With the number of cars, vans and light trucks on the roads expected to double in the next 25 years, there is considerable research in progress aimed at developing new techniques to increase the efficiency and reduce the carbon footprint of existing low carbon vehicles (LCV). Currently, less than one in every thousand of the vehicles on the UK roads are pure electric or hybrid with the other nine hundred and ninety nine being powered by an internal combustion engines (ICE), petrol or diesel.
As part of the "Ultra Boost" project, a research team at Imperial College London is developing a new supercharger test rig with the aim of assessing the performance of boosting components to allow smaller, more fuel efficient engines to replace larger, less environmentally friendly types.
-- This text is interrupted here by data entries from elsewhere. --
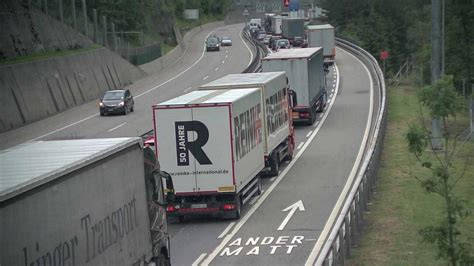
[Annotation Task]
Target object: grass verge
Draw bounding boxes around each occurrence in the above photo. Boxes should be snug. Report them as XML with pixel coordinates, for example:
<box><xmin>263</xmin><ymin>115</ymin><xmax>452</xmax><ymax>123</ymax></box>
<box><xmin>347</xmin><ymin>79</ymin><xmax>474</xmax><ymax>265</ymax></box>
<box><xmin>0</xmin><ymin>44</ymin><xmax>102</xmax><ymax>66</ymax></box>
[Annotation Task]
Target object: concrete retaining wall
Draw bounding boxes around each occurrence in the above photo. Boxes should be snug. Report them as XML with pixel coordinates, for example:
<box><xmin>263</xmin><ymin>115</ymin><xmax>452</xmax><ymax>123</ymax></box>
<box><xmin>0</xmin><ymin>48</ymin><xmax>145</xmax><ymax>133</ymax></box>
<box><xmin>139</xmin><ymin>21</ymin><xmax>225</xmax><ymax>75</ymax></box>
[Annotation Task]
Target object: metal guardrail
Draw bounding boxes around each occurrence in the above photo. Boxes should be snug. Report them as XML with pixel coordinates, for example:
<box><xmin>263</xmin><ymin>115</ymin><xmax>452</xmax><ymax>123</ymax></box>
<box><xmin>313</xmin><ymin>37</ymin><xmax>388</xmax><ymax>265</ymax></box>
<box><xmin>241</xmin><ymin>29</ymin><xmax>268</xmax><ymax>73</ymax></box>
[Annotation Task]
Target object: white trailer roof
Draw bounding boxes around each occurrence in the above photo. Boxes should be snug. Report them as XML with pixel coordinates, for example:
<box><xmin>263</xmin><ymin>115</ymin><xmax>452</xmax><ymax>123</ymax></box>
<box><xmin>307</xmin><ymin>24</ymin><xmax>334</xmax><ymax>30</ymax></box>
<box><xmin>0</xmin><ymin>137</ymin><xmax>140</xmax><ymax>202</ymax></box>
<box><xmin>200</xmin><ymin>72</ymin><xmax>286</xmax><ymax>88</ymax></box>
<box><xmin>156</xmin><ymin>88</ymin><xmax>260</xmax><ymax>106</ymax></box>
<box><xmin>263</xmin><ymin>48</ymin><xmax>322</xmax><ymax>60</ymax></box>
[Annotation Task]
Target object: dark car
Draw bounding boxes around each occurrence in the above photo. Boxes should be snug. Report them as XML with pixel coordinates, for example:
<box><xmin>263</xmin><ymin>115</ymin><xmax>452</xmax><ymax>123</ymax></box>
<box><xmin>206</xmin><ymin>36</ymin><xmax>220</xmax><ymax>51</ymax></box>
<box><xmin>292</xmin><ymin>36</ymin><xmax>304</xmax><ymax>47</ymax></box>
<box><xmin>99</xmin><ymin>89</ymin><xmax>134</xmax><ymax>116</ymax></box>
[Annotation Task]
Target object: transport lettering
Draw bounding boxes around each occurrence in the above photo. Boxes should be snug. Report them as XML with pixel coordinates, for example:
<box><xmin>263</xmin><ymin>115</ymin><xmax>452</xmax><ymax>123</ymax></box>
<box><xmin>234</xmin><ymin>104</ymin><xmax>262</xmax><ymax>161</ymax></box>
<box><xmin>20</xmin><ymin>197</ymin><xmax>139</xmax><ymax>266</ymax></box>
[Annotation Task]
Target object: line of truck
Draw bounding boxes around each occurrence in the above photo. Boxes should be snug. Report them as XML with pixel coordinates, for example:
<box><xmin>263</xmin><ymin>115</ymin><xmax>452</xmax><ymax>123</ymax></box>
<box><xmin>1</xmin><ymin>18</ymin><xmax>335</xmax><ymax>265</ymax></box>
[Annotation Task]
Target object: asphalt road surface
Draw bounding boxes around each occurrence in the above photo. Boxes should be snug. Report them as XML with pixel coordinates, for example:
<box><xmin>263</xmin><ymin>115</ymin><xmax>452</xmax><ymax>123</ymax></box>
<box><xmin>0</xmin><ymin>23</ymin><xmax>253</xmax><ymax>149</ymax></box>
<box><xmin>170</xmin><ymin>47</ymin><xmax>374</xmax><ymax>266</ymax></box>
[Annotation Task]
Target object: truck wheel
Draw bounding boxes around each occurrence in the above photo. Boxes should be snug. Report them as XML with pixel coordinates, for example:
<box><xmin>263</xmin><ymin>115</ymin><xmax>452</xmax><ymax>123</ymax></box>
<box><xmin>270</xmin><ymin>154</ymin><xmax>280</xmax><ymax>176</ymax></box>
<box><xmin>178</xmin><ymin>215</ymin><xmax>185</xmax><ymax>223</ymax></box>
<box><xmin>233</xmin><ymin>197</ymin><xmax>242</xmax><ymax>219</ymax></box>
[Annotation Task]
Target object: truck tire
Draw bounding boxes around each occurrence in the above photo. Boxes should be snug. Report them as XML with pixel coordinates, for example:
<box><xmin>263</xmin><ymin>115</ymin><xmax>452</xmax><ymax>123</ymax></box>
<box><xmin>232</xmin><ymin>197</ymin><xmax>242</xmax><ymax>219</ymax></box>
<box><xmin>270</xmin><ymin>154</ymin><xmax>280</xmax><ymax>176</ymax></box>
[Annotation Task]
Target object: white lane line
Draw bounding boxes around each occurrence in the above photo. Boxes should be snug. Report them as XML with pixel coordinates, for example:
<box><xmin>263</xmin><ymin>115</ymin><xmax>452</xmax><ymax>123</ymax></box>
<box><xmin>225</xmin><ymin>54</ymin><xmax>228</xmax><ymax>58</ymax></box>
<box><xmin>218</xmin><ymin>222</ymin><xmax>236</xmax><ymax>239</ymax></box>
<box><xmin>269</xmin><ymin>176</ymin><xmax>277</xmax><ymax>182</ymax></box>
<box><xmin>215</xmin><ymin>67</ymin><xmax>219</xmax><ymax>71</ymax></box>
<box><xmin>249</xmin><ymin>191</ymin><xmax>264</xmax><ymax>205</ymax></box>
<box><xmin>201</xmin><ymin>62</ymin><xmax>341</xmax><ymax>266</ymax></box>
<box><xmin>135</xmin><ymin>29</ymin><xmax>216</xmax><ymax>98</ymax></box>
<box><xmin>313</xmin><ymin>121</ymin><xmax>320</xmax><ymax>128</ymax></box>
<box><xmin>297</xmin><ymin>142</ymin><xmax>304</xmax><ymax>150</ymax></box>
<box><xmin>203</xmin><ymin>75</ymin><xmax>209</xmax><ymax>80</ymax></box>
<box><xmin>333</xmin><ymin>83</ymin><xmax>336</xmax><ymax>87</ymax></box>
<box><xmin>27</xmin><ymin>30</ymin><xmax>218</xmax><ymax>143</ymax></box>
<box><xmin>222</xmin><ymin>60</ymin><xmax>225</xmax><ymax>64</ymax></box>
<box><xmin>107</xmin><ymin>122</ymin><xmax>127</xmax><ymax>132</ymax></box>
<box><xmin>305</xmin><ymin>48</ymin><xmax>374</xmax><ymax>265</ymax></box>
<box><xmin>239</xmin><ymin>30</ymin><xmax>254</xmax><ymax>67</ymax></box>
<box><xmin>184</xmin><ymin>87</ymin><xmax>193</xmax><ymax>92</ymax></box>
<box><xmin>192</xmin><ymin>253</ymin><xmax>207</xmax><ymax>266</ymax></box>
<box><xmin>306</xmin><ymin>131</ymin><xmax>313</xmax><ymax>138</ymax></box>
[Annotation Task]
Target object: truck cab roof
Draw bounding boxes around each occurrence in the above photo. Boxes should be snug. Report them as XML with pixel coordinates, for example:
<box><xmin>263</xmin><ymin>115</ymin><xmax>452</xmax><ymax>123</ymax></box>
<box><xmin>262</xmin><ymin>47</ymin><xmax>322</xmax><ymax>60</ymax></box>
<box><xmin>200</xmin><ymin>72</ymin><xmax>286</xmax><ymax>88</ymax></box>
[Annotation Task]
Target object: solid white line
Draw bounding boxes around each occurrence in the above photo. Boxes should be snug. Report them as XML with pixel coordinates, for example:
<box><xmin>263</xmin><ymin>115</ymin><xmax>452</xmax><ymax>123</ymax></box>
<box><xmin>306</xmin><ymin>131</ymin><xmax>313</xmax><ymax>138</ymax></box>
<box><xmin>192</xmin><ymin>253</ymin><xmax>207</xmax><ymax>266</ymax></box>
<box><xmin>215</xmin><ymin>67</ymin><xmax>219</xmax><ymax>71</ymax></box>
<box><xmin>203</xmin><ymin>75</ymin><xmax>209</xmax><ymax>80</ymax></box>
<box><xmin>27</xmin><ymin>29</ymin><xmax>218</xmax><ymax>143</ymax></box>
<box><xmin>135</xmin><ymin>30</ymin><xmax>216</xmax><ymax>99</ymax></box>
<box><xmin>239</xmin><ymin>31</ymin><xmax>254</xmax><ymax>67</ymax></box>
<box><xmin>184</xmin><ymin>87</ymin><xmax>193</xmax><ymax>92</ymax></box>
<box><xmin>296</xmin><ymin>142</ymin><xmax>304</xmax><ymax>150</ymax></box>
<box><xmin>249</xmin><ymin>191</ymin><xmax>264</xmax><ymax>205</ymax></box>
<box><xmin>218</xmin><ymin>222</ymin><xmax>236</xmax><ymax>239</ymax></box>
<box><xmin>305</xmin><ymin>48</ymin><xmax>374</xmax><ymax>266</ymax></box>
<box><xmin>107</xmin><ymin>122</ymin><xmax>127</xmax><ymax>132</ymax></box>
<box><xmin>201</xmin><ymin>61</ymin><xmax>341</xmax><ymax>266</ymax></box>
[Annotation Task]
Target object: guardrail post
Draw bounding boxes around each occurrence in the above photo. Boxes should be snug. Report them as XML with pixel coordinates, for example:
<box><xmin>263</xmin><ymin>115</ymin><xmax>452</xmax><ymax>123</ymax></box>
<box><xmin>345</xmin><ymin>216</ymin><xmax>351</xmax><ymax>258</ymax></box>
<box><xmin>338</xmin><ymin>230</ymin><xmax>345</xmax><ymax>265</ymax></box>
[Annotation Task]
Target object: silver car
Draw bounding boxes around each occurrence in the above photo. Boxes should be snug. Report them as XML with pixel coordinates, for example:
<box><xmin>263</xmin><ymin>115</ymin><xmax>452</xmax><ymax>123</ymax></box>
<box><xmin>221</xmin><ymin>36</ymin><xmax>232</xmax><ymax>46</ymax></box>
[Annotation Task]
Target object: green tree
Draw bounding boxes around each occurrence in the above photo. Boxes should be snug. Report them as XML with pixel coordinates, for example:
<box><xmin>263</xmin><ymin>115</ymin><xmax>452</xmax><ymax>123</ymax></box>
<box><xmin>406</xmin><ymin>75</ymin><xmax>473</xmax><ymax>265</ymax></box>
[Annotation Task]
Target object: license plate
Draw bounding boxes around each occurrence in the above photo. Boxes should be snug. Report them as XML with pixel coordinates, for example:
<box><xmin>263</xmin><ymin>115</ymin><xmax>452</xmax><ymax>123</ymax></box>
<box><xmin>191</xmin><ymin>204</ymin><xmax>207</xmax><ymax>209</ymax></box>
<box><xmin>108</xmin><ymin>108</ymin><xmax>114</xmax><ymax>112</ymax></box>
<box><xmin>292</xmin><ymin>112</ymin><xmax>299</xmax><ymax>119</ymax></box>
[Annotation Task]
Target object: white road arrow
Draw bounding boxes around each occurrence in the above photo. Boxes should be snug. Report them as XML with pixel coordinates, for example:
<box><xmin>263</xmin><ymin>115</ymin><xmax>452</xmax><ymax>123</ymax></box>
<box><xmin>278</xmin><ymin>200</ymin><xmax>305</xmax><ymax>231</ymax></box>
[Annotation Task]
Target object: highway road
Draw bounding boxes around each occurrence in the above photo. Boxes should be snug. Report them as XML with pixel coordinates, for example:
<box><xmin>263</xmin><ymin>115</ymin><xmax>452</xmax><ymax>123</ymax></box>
<box><xmin>169</xmin><ymin>47</ymin><xmax>375</xmax><ymax>266</ymax></box>
<box><xmin>1</xmin><ymin>22</ymin><xmax>377</xmax><ymax>266</ymax></box>
<box><xmin>0</xmin><ymin>23</ymin><xmax>254</xmax><ymax>149</ymax></box>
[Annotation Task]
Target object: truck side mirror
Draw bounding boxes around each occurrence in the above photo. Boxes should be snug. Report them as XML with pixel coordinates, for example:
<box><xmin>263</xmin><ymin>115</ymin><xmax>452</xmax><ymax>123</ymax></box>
<box><xmin>160</xmin><ymin>171</ymin><xmax>175</xmax><ymax>203</ymax></box>
<box><xmin>289</xmin><ymin>89</ymin><xmax>297</xmax><ymax>107</ymax></box>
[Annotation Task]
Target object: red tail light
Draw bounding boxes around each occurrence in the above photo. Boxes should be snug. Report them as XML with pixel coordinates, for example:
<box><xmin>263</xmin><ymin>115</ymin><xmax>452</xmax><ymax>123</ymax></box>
<box><xmin>223</xmin><ymin>204</ymin><xmax>236</xmax><ymax>210</ymax></box>
<box><xmin>167</xmin><ymin>205</ymin><xmax>176</xmax><ymax>212</ymax></box>
<box><xmin>300</xmin><ymin>112</ymin><xmax>310</xmax><ymax>118</ymax></box>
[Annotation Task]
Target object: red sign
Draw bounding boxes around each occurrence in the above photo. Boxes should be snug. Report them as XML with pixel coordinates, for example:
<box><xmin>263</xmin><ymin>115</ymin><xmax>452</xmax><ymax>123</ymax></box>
<box><xmin>380</xmin><ymin>50</ymin><xmax>389</xmax><ymax>60</ymax></box>
<box><xmin>283</xmin><ymin>0</ymin><xmax>290</xmax><ymax>7</ymax></box>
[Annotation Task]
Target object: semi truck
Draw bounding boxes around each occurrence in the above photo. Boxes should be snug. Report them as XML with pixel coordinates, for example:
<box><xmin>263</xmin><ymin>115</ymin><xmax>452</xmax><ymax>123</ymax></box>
<box><xmin>271</xmin><ymin>15</ymin><xmax>283</xmax><ymax>35</ymax></box>
<box><xmin>0</xmin><ymin>138</ymin><xmax>175</xmax><ymax>266</ymax></box>
<box><xmin>307</xmin><ymin>24</ymin><xmax>335</xmax><ymax>64</ymax></box>
<box><xmin>281</xmin><ymin>18</ymin><xmax>304</xmax><ymax>42</ymax></box>
<box><xmin>199</xmin><ymin>72</ymin><xmax>295</xmax><ymax>177</ymax></box>
<box><xmin>153</xmin><ymin>89</ymin><xmax>265</xmax><ymax>221</ymax></box>
<box><xmin>262</xmin><ymin>48</ymin><xmax>327</xmax><ymax>125</ymax></box>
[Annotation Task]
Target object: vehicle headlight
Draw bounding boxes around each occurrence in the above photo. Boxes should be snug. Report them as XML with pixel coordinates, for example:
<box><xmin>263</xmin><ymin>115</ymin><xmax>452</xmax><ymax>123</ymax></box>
<box><xmin>99</xmin><ymin>102</ymin><xmax>104</xmax><ymax>107</ymax></box>
<box><xmin>118</xmin><ymin>102</ymin><xmax>124</xmax><ymax>106</ymax></box>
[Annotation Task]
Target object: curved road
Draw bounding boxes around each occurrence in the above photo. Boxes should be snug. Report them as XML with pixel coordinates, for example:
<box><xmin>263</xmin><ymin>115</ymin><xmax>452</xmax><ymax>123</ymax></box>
<box><xmin>0</xmin><ymin>23</ymin><xmax>253</xmax><ymax>149</ymax></box>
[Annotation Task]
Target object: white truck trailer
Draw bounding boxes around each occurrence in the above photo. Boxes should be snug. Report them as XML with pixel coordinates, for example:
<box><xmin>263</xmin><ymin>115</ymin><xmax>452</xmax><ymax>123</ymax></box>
<box><xmin>0</xmin><ymin>138</ymin><xmax>175</xmax><ymax>266</ymax></box>
<box><xmin>271</xmin><ymin>15</ymin><xmax>283</xmax><ymax>35</ymax></box>
<box><xmin>153</xmin><ymin>89</ymin><xmax>264</xmax><ymax>220</ymax></box>
<box><xmin>262</xmin><ymin>48</ymin><xmax>327</xmax><ymax>124</ymax></box>
<box><xmin>307</xmin><ymin>24</ymin><xmax>335</xmax><ymax>64</ymax></box>
<box><xmin>199</xmin><ymin>72</ymin><xmax>295</xmax><ymax>176</ymax></box>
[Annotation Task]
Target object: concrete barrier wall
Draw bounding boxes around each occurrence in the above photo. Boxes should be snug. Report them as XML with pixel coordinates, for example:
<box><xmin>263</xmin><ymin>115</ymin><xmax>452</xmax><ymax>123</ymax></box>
<box><xmin>139</xmin><ymin>21</ymin><xmax>225</xmax><ymax>75</ymax></box>
<box><xmin>0</xmin><ymin>48</ymin><xmax>145</xmax><ymax>133</ymax></box>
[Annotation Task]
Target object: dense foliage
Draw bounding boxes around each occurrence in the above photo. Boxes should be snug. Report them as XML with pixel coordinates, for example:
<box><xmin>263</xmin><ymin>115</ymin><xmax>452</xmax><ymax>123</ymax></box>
<box><xmin>321</xmin><ymin>0</ymin><xmax>473</xmax><ymax>91</ymax></box>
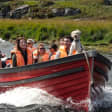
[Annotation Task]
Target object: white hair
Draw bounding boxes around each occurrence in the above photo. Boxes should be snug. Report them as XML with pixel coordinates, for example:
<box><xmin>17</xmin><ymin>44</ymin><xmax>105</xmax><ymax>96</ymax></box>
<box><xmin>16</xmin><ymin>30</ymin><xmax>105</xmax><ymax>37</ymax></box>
<box><xmin>71</xmin><ymin>29</ymin><xmax>81</xmax><ymax>38</ymax></box>
<box><xmin>27</xmin><ymin>39</ymin><xmax>34</xmax><ymax>43</ymax></box>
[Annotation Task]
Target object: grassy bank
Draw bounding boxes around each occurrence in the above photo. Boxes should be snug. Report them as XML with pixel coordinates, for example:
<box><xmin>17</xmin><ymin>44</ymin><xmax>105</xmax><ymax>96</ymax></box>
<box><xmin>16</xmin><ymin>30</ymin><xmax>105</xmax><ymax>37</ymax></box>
<box><xmin>53</xmin><ymin>0</ymin><xmax>112</xmax><ymax>19</ymax></box>
<box><xmin>85</xmin><ymin>44</ymin><xmax>112</xmax><ymax>54</ymax></box>
<box><xmin>0</xmin><ymin>19</ymin><xmax>112</xmax><ymax>46</ymax></box>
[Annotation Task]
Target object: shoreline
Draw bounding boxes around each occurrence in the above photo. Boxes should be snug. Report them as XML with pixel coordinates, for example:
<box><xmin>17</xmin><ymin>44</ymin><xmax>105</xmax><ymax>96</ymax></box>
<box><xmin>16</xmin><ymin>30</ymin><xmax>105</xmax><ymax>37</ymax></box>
<box><xmin>85</xmin><ymin>44</ymin><xmax>112</xmax><ymax>54</ymax></box>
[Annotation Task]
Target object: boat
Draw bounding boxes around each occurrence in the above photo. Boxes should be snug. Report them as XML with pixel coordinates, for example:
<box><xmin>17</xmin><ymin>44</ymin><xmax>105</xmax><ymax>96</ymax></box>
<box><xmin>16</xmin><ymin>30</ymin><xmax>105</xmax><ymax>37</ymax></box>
<box><xmin>0</xmin><ymin>50</ymin><xmax>111</xmax><ymax>112</ymax></box>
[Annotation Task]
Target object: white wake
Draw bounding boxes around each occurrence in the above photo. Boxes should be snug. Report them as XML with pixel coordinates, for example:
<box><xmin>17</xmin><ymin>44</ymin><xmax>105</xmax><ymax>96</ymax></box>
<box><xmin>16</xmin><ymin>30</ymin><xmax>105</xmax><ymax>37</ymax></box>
<box><xmin>0</xmin><ymin>87</ymin><xmax>62</xmax><ymax>107</ymax></box>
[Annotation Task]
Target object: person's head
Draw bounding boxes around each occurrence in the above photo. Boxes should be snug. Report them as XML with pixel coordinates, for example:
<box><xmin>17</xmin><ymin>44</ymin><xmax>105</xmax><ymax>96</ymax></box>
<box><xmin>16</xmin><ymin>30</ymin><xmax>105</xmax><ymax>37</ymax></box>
<box><xmin>16</xmin><ymin>37</ymin><xmax>27</xmax><ymax>51</ymax></box>
<box><xmin>59</xmin><ymin>37</ymin><xmax>64</xmax><ymax>46</ymax></box>
<box><xmin>27</xmin><ymin>39</ymin><xmax>34</xmax><ymax>48</ymax></box>
<box><xmin>49</xmin><ymin>44</ymin><xmax>58</xmax><ymax>53</ymax></box>
<box><xmin>37</xmin><ymin>43</ymin><xmax>46</xmax><ymax>55</ymax></box>
<box><xmin>63</xmin><ymin>35</ymin><xmax>73</xmax><ymax>49</ymax></box>
<box><xmin>71</xmin><ymin>29</ymin><xmax>81</xmax><ymax>40</ymax></box>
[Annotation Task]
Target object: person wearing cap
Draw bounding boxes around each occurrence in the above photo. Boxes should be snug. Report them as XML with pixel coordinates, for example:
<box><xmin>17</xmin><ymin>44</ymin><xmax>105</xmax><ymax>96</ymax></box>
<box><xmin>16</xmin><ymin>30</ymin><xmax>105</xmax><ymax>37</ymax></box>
<box><xmin>49</xmin><ymin>44</ymin><xmax>58</xmax><ymax>60</ymax></box>
<box><xmin>27</xmin><ymin>39</ymin><xmax>36</xmax><ymax>52</ymax></box>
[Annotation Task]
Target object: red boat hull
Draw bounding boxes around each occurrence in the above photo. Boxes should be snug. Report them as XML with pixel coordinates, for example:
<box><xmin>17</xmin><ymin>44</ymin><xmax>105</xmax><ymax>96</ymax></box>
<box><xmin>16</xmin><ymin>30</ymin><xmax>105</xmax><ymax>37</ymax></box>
<box><xmin>0</xmin><ymin>51</ymin><xmax>111</xmax><ymax>112</ymax></box>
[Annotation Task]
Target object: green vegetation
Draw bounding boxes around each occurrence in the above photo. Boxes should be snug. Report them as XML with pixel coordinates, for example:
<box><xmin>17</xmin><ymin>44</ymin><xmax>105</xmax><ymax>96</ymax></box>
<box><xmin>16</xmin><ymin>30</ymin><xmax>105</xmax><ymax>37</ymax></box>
<box><xmin>53</xmin><ymin>0</ymin><xmax>112</xmax><ymax>19</ymax></box>
<box><xmin>0</xmin><ymin>19</ymin><xmax>112</xmax><ymax>46</ymax></box>
<box><xmin>1</xmin><ymin>0</ymin><xmax>112</xmax><ymax>19</ymax></box>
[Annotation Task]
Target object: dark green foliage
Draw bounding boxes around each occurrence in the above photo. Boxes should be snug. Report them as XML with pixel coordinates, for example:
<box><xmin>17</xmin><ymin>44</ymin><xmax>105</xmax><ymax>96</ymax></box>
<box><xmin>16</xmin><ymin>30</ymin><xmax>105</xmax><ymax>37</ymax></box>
<box><xmin>0</xmin><ymin>19</ymin><xmax>112</xmax><ymax>45</ymax></box>
<box><xmin>104</xmin><ymin>32</ymin><xmax>112</xmax><ymax>43</ymax></box>
<box><xmin>39</xmin><ymin>0</ymin><xmax>54</xmax><ymax>7</ymax></box>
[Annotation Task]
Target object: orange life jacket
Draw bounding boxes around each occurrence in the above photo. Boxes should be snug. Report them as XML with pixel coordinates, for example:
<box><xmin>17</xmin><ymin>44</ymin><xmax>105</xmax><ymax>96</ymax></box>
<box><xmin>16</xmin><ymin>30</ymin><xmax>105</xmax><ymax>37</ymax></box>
<box><xmin>28</xmin><ymin>47</ymin><xmax>36</xmax><ymax>53</ymax></box>
<box><xmin>33</xmin><ymin>49</ymin><xmax>38</xmax><ymax>58</ymax></box>
<box><xmin>72</xmin><ymin>50</ymin><xmax>77</xmax><ymax>55</ymax></box>
<box><xmin>50</xmin><ymin>52</ymin><xmax>56</xmax><ymax>60</ymax></box>
<box><xmin>59</xmin><ymin>45</ymin><xmax>76</xmax><ymax>58</ymax></box>
<box><xmin>32</xmin><ymin>47</ymin><xmax>36</xmax><ymax>52</ymax></box>
<box><xmin>33</xmin><ymin>49</ymin><xmax>49</xmax><ymax>63</ymax></box>
<box><xmin>38</xmin><ymin>52</ymin><xmax>49</xmax><ymax>63</ymax></box>
<box><xmin>6</xmin><ymin>58</ymin><xmax>12</xmax><ymax>65</ymax></box>
<box><xmin>12</xmin><ymin>48</ymin><xmax>33</xmax><ymax>67</ymax></box>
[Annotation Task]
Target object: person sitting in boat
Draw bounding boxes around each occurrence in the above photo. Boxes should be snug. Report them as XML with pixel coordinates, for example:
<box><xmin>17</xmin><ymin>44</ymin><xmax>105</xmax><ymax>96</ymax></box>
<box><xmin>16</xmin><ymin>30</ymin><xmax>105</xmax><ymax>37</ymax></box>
<box><xmin>49</xmin><ymin>44</ymin><xmax>58</xmax><ymax>60</ymax></box>
<box><xmin>55</xmin><ymin>35</ymin><xmax>76</xmax><ymax>59</ymax></box>
<box><xmin>6</xmin><ymin>41</ymin><xmax>18</xmax><ymax>67</ymax></box>
<box><xmin>27</xmin><ymin>39</ymin><xmax>36</xmax><ymax>52</ymax></box>
<box><xmin>59</xmin><ymin>37</ymin><xmax>64</xmax><ymax>46</ymax></box>
<box><xmin>0</xmin><ymin>51</ymin><xmax>4</xmax><ymax>68</ymax></box>
<box><xmin>11</xmin><ymin>37</ymin><xmax>33</xmax><ymax>67</ymax></box>
<box><xmin>54</xmin><ymin>37</ymin><xmax>65</xmax><ymax>59</ymax></box>
<box><xmin>33</xmin><ymin>43</ymin><xmax>49</xmax><ymax>63</ymax></box>
<box><xmin>0</xmin><ymin>50</ymin><xmax>7</xmax><ymax>68</ymax></box>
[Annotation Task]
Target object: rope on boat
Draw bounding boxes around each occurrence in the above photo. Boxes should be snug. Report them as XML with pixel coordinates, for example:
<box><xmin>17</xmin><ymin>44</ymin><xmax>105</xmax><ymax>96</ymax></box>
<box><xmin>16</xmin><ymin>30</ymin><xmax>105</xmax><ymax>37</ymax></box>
<box><xmin>82</xmin><ymin>45</ymin><xmax>94</xmax><ymax>85</ymax></box>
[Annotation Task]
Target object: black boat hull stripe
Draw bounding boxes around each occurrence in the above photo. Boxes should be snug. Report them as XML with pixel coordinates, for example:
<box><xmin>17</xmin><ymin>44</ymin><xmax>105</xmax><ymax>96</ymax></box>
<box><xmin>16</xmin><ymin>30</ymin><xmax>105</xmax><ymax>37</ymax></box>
<box><xmin>0</xmin><ymin>67</ymin><xmax>85</xmax><ymax>86</ymax></box>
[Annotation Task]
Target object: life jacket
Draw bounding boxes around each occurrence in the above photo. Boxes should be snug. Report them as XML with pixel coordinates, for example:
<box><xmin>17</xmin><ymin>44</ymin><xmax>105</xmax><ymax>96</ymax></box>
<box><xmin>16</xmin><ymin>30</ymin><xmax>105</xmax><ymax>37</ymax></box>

A key component of the system monitoring the efficiency of the supercharger is a Kistler Smart torque sensor which is able to operate precisely and reliably at high speed.
The key to obtaining accurate, repeatable data is the precise monitoring of all the parameters relating to rig performance. Dr Alessandro Romagnoli explains, "To measure the supercharger performance, we needed to replicate the same layout as the engine. The supercharger is driven by an electric motor which, by a system of gears with different ratios, runs the supercharger up to 24,000 rpm providing up to 50Nm. The Kistler Smart torque sensor is located in one shaft (replicating the engine crankshaft) and by measuring the power supplied by the electric motor and the power consumed by the supercharger it is possible to calculate the supercharger efficiency. There being little point in developing a system that absorbs a significant proportion of the total power output of the engine, especially when the system is running light."
With its long established expertise in using torque measuring technology in demanding applications, Kistler sensors are widely used whenever precision and long life are demanded.